Saturday, May 9, 2015

#9 The Schreuderspitze (1981) Mark Helprin


#9 The Schreuderspitze (1981) Mark Helprin

For the next 20 days or so I plan on alternating between two authors.  I’ll read through both Mark Helprin’s Ellis Island and Nam Le’s The Boat.  The hope is that by reading two authors, I’ll both break up the monotony of reading only one voice, and also be able to use both voices as a tool for analysis.

My introduction to Helprin is a good one.  Schreuderspitze is a gripping story about a troubled soul.  A man, a talented but struggling photographer, who has befallen tragedy decides to disappear from his urban life and become a hermit in the mountains. 
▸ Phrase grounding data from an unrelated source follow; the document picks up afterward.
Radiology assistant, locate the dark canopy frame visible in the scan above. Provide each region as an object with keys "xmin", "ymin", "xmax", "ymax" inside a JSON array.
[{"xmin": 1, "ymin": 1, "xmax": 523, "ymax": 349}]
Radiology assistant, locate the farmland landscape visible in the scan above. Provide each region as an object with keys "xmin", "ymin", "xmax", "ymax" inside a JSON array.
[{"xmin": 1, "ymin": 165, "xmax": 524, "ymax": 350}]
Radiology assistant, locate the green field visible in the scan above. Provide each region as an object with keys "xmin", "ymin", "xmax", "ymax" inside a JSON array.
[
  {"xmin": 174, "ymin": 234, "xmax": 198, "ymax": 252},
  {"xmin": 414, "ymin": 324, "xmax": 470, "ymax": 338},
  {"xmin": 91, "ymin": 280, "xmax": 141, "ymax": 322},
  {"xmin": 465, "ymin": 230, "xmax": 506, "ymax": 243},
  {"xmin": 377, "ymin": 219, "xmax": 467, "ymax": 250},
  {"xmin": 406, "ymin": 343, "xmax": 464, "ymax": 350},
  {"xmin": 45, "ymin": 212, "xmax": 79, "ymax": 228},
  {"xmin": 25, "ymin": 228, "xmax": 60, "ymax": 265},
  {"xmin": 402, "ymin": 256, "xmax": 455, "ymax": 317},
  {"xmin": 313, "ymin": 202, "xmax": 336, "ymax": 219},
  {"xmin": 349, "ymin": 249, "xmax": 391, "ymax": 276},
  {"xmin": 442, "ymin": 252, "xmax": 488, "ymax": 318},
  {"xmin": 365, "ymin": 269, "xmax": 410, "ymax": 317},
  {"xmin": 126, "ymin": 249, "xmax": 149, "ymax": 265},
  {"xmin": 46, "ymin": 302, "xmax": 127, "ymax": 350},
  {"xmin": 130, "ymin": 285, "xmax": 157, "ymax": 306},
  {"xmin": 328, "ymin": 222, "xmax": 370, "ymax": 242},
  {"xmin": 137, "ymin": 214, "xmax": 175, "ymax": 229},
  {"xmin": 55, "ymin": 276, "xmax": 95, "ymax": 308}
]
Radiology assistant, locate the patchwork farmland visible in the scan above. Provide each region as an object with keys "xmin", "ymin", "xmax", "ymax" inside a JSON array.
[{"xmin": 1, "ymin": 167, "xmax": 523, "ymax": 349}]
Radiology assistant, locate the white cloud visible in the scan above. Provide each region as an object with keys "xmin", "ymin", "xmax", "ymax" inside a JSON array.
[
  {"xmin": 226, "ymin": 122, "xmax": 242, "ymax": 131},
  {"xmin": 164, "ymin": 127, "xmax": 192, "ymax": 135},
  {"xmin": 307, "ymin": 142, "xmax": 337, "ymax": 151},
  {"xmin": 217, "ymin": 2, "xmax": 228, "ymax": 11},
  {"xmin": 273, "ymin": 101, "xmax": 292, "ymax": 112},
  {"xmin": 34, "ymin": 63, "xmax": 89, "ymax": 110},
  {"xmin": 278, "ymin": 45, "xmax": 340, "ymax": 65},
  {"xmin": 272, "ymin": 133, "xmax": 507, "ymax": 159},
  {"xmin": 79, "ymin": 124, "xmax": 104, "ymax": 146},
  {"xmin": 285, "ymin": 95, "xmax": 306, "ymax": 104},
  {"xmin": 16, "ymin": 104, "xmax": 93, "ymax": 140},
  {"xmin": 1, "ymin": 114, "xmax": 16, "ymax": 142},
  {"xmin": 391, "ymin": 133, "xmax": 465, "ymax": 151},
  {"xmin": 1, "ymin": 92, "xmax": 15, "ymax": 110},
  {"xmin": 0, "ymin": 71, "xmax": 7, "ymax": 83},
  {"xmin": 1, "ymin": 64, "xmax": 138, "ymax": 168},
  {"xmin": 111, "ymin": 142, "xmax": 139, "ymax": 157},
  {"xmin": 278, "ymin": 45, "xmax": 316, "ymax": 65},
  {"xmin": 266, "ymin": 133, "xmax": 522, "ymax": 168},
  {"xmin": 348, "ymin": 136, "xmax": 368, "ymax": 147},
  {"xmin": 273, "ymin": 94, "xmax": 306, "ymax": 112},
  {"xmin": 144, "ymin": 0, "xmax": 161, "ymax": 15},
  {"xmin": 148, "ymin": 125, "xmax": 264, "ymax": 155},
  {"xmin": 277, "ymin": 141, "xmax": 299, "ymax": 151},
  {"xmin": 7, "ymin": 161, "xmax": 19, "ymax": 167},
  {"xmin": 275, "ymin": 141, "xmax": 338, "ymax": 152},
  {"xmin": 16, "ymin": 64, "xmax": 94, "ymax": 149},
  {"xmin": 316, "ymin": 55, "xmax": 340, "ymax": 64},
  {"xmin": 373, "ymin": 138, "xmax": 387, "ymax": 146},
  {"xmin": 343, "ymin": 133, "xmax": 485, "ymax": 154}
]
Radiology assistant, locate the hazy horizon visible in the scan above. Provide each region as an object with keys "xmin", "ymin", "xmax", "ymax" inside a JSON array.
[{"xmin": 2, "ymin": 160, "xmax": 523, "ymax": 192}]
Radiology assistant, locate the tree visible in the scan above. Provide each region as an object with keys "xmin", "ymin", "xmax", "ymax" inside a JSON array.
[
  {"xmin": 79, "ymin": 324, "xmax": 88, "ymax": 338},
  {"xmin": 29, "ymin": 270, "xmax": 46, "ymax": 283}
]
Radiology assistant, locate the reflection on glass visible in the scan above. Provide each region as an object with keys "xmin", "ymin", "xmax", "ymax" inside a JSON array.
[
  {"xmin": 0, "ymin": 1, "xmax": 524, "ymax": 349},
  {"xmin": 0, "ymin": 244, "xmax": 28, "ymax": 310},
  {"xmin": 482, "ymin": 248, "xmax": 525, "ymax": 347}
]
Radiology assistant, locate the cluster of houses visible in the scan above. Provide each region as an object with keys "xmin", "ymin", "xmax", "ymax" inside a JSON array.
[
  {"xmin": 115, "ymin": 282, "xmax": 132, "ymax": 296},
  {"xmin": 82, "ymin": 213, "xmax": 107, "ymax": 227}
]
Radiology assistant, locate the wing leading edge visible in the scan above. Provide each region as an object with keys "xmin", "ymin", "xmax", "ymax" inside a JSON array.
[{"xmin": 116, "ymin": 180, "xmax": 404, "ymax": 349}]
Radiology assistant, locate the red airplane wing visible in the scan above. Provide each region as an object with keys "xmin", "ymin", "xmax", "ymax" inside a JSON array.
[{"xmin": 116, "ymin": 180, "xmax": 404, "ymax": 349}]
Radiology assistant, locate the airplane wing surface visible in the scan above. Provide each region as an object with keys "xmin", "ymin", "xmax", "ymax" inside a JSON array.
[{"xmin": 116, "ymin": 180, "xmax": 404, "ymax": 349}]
“He was soft from a lifetime of near happiness”, but soon through a vigorous regimen of exercise and diet becomes a changed man, a mountain climber.  His goal to ascend Schreuderspitze (no literal translation) becomes symbolic of a climb to light, mystery, and heaven itself.  His mind, spiritually due to his recent loss and physically due to his starvation diet, becomes a hazy mesh of dreams and reality. What does one feed on, food or dreams?  Sub consciously deciding to climb or stay, live of die, his trek to the Alps ultimately leads him to a fitting resolve.

Unlike other such stories like say Jack London’s To Build a Fire which is Man vs. Nature, or Alex McCandliss in Jon Krakauer’s telling of Into the Wild which is Man vs. Himself in the pure harshness of nature, Schreuderspitze is about the burden of man’s past vs. the prospects of his future.  Nature is just the venue. 

This is a great complete short story, fully realized and meaningful.  I’m looking forward to the rest of the collection

Notable Passages: “It is hard to dent oneself, to pare oneself down, at the heart and base of a civilization so full”

“In Munich are many men who look like weasels. Remarkably, they accentuate this unfortunate tendency by wearing mustaches, Alpine hats, and tweed. A man who resembles a rodent should never wear tweed.”